According to the data, provided by the Department of Developmental Services in response to a Public Records Law request, the number of people living in state-operated group homes in Massachusetts increased by a total of 144 between fiscal 2008 and 2015.
Previously, DDS had provided data showing a total of 156 persons had been transferred from state-run developmental centers to state-operated group homes between fiscal 2008 and 2014.
These numbers seem to imply that the entire increase in population in the state-operated homes since 2008 came from the developmental centers. Also, the numbers appear to imply that up to 12 of those transferred residents have either died or been transferred for a second time to some other location since 2008.
We’ve written previously that DDS data appeared to show that the Department was failing to inform people seeking residential care of the option of state-run services. Families and individuals appear to be directed almost exclusively to group homes run by corporate providers to DDS.
In addition to provider-run group homes, DDS maintains a network of group homes that are staffed by departmental employees. State workers have better training on average than do workers in privately run residences, and have lower turnover and higher pay and benefits.
There are an unknown number of people in Massachusetts waiting for residential care and services from DDS. This number is unknown because DDS doesn’t officially acknowledge a waiting list.

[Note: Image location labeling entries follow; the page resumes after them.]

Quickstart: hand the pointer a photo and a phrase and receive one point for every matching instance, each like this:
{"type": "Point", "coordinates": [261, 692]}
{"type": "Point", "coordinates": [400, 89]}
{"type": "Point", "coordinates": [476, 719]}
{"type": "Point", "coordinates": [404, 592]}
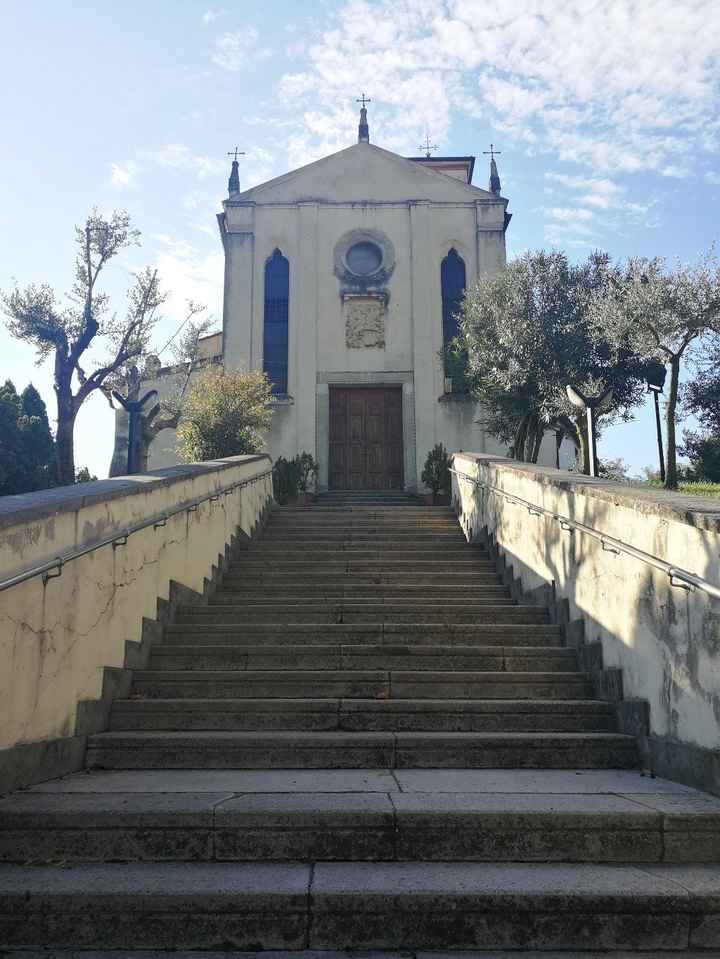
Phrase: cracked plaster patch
{"type": "Point", "coordinates": [364, 322]}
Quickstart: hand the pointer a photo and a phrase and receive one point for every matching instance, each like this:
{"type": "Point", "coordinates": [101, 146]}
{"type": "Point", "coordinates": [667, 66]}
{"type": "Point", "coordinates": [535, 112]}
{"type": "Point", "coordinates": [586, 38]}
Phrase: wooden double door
{"type": "Point", "coordinates": [366, 442]}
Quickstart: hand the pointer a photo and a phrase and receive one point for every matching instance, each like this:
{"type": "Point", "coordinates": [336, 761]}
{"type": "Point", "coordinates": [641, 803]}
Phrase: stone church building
{"type": "Point", "coordinates": [342, 280]}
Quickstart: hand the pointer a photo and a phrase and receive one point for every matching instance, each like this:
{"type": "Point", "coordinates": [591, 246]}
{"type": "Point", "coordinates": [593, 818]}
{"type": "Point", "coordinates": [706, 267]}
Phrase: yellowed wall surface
{"type": "Point", "coordinates": [665, 639]}
{"type": "Point", "coordinates": [56, 638]}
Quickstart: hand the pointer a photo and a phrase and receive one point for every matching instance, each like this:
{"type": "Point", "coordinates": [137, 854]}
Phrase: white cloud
{"type": "Point", "coordinates": [614, 87]}
{"type": "Point", "coordinates": [210, 16]}
{"type": "Point", "coordinates": [178, 156]}
{"type": "Point", "coordinates": [124, 176]}
{"type": "Point", "coordinates": [568, 214]}
{"type": "Point", "coordinates": [188, 273]}
{"type": "Point", "coordinates": [234, 50]}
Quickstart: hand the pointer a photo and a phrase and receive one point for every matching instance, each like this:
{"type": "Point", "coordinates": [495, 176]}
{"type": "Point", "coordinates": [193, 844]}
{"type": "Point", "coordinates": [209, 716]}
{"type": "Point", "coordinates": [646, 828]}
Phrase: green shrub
{"type": "Point", "coordinates": [226, 413]}
{"type": "Point", "coordinates": [307, 471]}
{"type": "Point", "coordinates": [436, 472]}
{"type": "Point", "coordinates": [294, 476]}
{"type": "Point", "coordinates": [286, 479]}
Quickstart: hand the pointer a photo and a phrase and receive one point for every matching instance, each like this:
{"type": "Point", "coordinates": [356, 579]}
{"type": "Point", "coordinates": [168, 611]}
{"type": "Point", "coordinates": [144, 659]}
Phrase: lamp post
{"type": "Point", "coordinates": [655, 379]}
{"type": "Point", "coordinates": [592, 406]}
{"type": "Point", "coordinates": [134, 410]}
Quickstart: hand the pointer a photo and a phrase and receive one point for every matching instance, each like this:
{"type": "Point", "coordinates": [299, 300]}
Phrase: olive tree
{"type": "Point", "coordinates": [528, 335]}
{"type": "Point", "coordinates": [165, 414]}
{"type": "Point", "coordinates": [225, 413]}
{"type": "Point", "coordinates": [66, 331]}
{"type": "Point", "coordinates": [667, 314]}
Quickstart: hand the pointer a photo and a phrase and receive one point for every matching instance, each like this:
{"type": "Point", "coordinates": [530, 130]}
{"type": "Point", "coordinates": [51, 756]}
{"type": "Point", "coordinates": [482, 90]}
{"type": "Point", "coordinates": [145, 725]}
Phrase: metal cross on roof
{"type": "Point", "coordinates": [428, 147]}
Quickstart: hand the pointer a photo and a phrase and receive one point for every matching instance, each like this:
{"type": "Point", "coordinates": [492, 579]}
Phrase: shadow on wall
{"type": "Point", "coordinates": [665, 639]}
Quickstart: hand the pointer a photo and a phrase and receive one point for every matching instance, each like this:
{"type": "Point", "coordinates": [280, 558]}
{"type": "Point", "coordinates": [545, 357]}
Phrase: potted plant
{"type": "Point", "coordinates": [436, 475]}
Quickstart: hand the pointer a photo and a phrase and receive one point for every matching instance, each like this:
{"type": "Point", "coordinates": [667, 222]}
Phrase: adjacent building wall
{"type": "Point", "coordinates": [58, 638]}
{"type": "Point", "coordinates": [665, 640]}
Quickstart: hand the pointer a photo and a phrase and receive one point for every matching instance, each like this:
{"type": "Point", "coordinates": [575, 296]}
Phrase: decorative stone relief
{"type": "Point", "coordinates": [364, 321]}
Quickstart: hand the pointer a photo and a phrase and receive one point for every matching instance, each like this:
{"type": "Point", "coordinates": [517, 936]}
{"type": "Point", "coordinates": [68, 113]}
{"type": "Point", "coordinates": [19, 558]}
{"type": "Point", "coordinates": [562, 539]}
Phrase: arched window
{"type": "Point", "coordinates": [452, 282]}
{"type": "Point", "coordinates": [275, 329]}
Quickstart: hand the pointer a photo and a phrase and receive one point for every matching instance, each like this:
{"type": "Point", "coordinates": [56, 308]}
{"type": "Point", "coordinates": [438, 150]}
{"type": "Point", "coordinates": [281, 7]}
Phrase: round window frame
{"type": "Point", "coordinates": [367, 243]}
{"type": "Point", "coordinates": [364, 280]}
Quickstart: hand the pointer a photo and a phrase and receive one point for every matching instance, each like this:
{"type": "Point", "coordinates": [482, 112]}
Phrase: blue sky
{"type": "Point", "coordinates": [606, 115]}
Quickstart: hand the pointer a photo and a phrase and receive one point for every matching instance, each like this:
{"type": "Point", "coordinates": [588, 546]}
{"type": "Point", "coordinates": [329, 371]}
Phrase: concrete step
{"type": "Point", "coordinates": [376, 954]}
{"type": "Point", "coordinates": [343, 524]}
{"type": "Point", "coordinates": [358, 683]}
{"type": "Point", "coordinates": [412, 549]}
{"type": "Point", "coordinates": [361, 906]}
{"type": "Point", "coordinates": [363, 715]}
{"type": "Point", "coordinates": [236, 592]}
{"type": "Point", "coordinates": [363, 656]}
{"type": "Point", "coordinates": [468, 576]}
{"type": "Point", "coordinates": [470, 564]}
{"type": "Point", "coordinates": [383, 827]}
{"type": "Point", "coordinates": [346, 611]}
{"type": "Point", "coordinates": [541, 635]}
{"type": "Point", "coordinates": [332, 553]}
{"type": "Point", "coordinates": [389, 541]}
{"type": "Point", "coordinates": [363, 750]}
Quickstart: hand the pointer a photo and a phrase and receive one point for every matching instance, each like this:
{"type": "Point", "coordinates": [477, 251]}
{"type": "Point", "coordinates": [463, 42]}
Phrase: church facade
{"type": "Point", "coordinates": [342, 280]}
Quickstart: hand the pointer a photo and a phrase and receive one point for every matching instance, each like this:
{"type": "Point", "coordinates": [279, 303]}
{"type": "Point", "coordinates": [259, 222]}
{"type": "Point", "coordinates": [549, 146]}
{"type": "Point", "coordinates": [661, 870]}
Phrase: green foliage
{"type": "Point", "coordinates": [456, 365]}
{"type": "Point", "coordinates": [67, 330]}
{"type": "Point", "coordinates": [84, 475]}
{"type": "Point", "coordinates": [528, 334]}
{"type": "Point", "coordinates": [703, 451]}
{"type": "Point", "coordinates": [226, 413]}
{"type": "Point", "coordinates": [286, 479]}
{"type": "Point", "coordinates": [663, 313]}
{"type": "Point", "coordinates": [702, 394]}
{"type": "Point", "coordinates": [27, 450]}
{"type": "Point", "coordinates": [291, 477]}
{"type": "Point", "coordinates": [436, 471]}
{"type": "Point", "coordinates": [307, 469]}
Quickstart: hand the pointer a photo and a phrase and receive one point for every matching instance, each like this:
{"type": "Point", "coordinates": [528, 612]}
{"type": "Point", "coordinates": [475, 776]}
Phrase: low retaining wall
{"type": "Point", "coordinates": [664, 639]}
{"type": "Point", "coordinates": [66, 643]}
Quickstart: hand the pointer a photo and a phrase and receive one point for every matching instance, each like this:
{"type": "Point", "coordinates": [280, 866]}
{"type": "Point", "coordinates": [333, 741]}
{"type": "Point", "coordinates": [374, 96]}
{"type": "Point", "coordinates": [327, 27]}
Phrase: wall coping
{"type": "Point", "coordinates": [697, 511]}
{"type": "Point", "coordinates": [44, 504]}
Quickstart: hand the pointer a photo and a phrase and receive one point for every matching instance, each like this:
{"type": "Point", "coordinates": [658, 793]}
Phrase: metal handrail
{"type": "Point", "coordinates": [681, 578]}
{"type": "Point", "coordinates": [54, 567]}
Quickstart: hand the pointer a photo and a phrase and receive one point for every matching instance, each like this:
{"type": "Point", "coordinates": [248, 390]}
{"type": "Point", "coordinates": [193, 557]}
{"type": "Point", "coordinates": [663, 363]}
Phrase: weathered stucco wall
{"type": "Point", "coordinates": [666, 640]}
{"type": "Point", "coordinates": [57, 638]}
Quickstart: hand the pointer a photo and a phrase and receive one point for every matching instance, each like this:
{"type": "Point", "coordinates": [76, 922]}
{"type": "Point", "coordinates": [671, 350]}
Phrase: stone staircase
{"type": "Point", "coordinates": [361, 742]}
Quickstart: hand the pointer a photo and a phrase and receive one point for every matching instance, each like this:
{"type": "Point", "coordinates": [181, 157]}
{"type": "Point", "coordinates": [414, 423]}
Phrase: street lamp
{"type": "Point", "coordinates": [592, 406]}
{"type": "Point", "coordinates": [655, 378]}
{"type": "Point", "coordinates": [134, 410]}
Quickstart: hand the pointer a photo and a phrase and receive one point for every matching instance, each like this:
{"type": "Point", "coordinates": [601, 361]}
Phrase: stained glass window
{"type": "Point", "coordinates": [275, 330]}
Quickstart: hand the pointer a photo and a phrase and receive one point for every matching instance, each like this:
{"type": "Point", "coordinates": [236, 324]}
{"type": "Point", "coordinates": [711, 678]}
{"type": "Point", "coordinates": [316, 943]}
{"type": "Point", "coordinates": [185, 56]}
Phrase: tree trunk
{"type": "Point", "coordinates": [670, 410]}
{"type": "Point", "coordinates": [65, 446]}
{"type": "Point", "coordinates": [529, 438]}
{"type": "Point", "coordinates": [518, 450]}
{"type": "Point", "coordinates": [581, 427]}
{"type": "Point", "coordinates": [539, 433]}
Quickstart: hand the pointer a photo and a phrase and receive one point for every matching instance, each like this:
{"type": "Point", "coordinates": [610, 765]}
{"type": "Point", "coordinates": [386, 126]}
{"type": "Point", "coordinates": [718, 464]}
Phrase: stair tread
{"type": "Point", "coordinates": [636, 889]}
{"type": "Point", "coordinates": [311, 737]}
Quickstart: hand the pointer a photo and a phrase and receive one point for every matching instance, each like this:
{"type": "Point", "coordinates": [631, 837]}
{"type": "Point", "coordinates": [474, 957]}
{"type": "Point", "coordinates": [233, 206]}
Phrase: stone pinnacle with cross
{"type": "Point", "coordinates": [494, 175]}
{"type": "Point", "coordinates": [234, 181]}
{"type": "Point", "coordinates": [363, 128]}
{"type": "Point", "coordinates": [428, 147]}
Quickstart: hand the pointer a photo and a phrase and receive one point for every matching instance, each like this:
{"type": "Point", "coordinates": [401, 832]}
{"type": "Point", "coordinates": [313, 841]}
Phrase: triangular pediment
{"type": "Point", "coordinates": [363, 173]}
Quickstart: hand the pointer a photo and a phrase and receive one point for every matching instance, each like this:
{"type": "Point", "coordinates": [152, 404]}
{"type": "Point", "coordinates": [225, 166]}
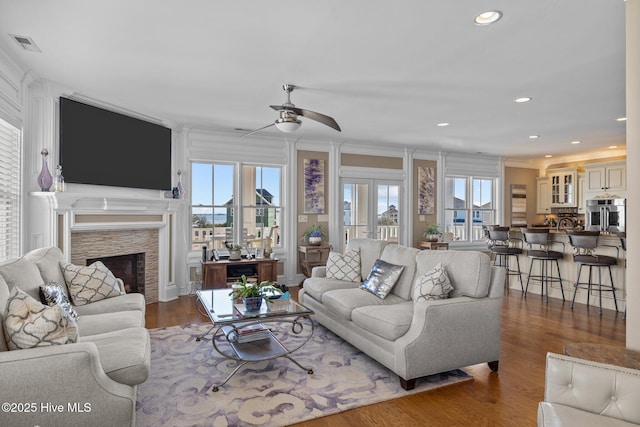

The Massachusetts Developmental Disabilities Council has cited a 2010 survey indicating that some 600 people were waiting for residential services in the state, and up to 3,000 people were waiting for family support services.
Despite the apparent lack of sufficient housing and services for all of those who need it, DDS appears to be steadily phasing out state-run services and transferring those services to private providers. Yet, the capacity of the provider-based system is clearly inadequate to meet the entire need for services. And as we’ve recently noted, privatization of state services doesn’t automatically result in lower cost or better quality.
Some other highlights of the new DDS numbers:
- There were a total of 266 state-operated homes in Massachusetts as of April 2015, which amounted to a net increase of 40 homes over the total number in 2008. Previous data from DDS indicated that DDS had closed 28 state-operated residences since 2008.
- Virtually all the (97 out of 99) people living in the state-operated homes that were closed were transferred to the new state-operated homes.
Thus, there has been a total of 253 people who have been transferred since 2008 from the developmental centers and the closed state-operated homes, apparently all to the new state-operated homes.
This raises a further question about DDS’s priorities. Given the hundreds waiting for residential care in the state, why did DDS close 28 state-operated group homes in the past eight years?
- DDS has no projections on the number of people who will be living in state-operated homes in the next five to 10 years.
The bottom line is that it appears the state-operated DDS system has been expanded only enough to accommodate people already receiving services.
The situation may violate the federal Medicaid Law, which requires that intellectually disabled individuals and their guardians be informed of the available “feasible alternatives” for care. In addition, the situation appears to violate the federal Rehabilitation Act, which states that no disabled person may be excluded or denied benefits from any program receiving federal funding.
On July 27, I sent an email to DDS, asking for information on the number of people who have been admitted to state-operated group homes who were not transferred there from other state-operated homes or from the developmental centers. I haven’t yet received a response to that question, but I will be very surprised if the answer is more than a handful of people.
As this post attempts to demonstrate, it is virtually impossible for anyone seeking DDS services to be admitted to a state-operated group home. One of the few people who was able to accomplish it in recent years had to file a federal lawsuit to do so.
Both the administration and the Legislature have provided disproportionate increases in funding to the provider-operated residential system in Massachusetts, and have continued to short-change state-operated care. Now that it turns out that the previous fiscal year ended with a $200 million surplus and not the deficit that had been projected, we hope the Legislature will begin to consider restoring some balance to the DDS system, and begin to fund state-run care adequately.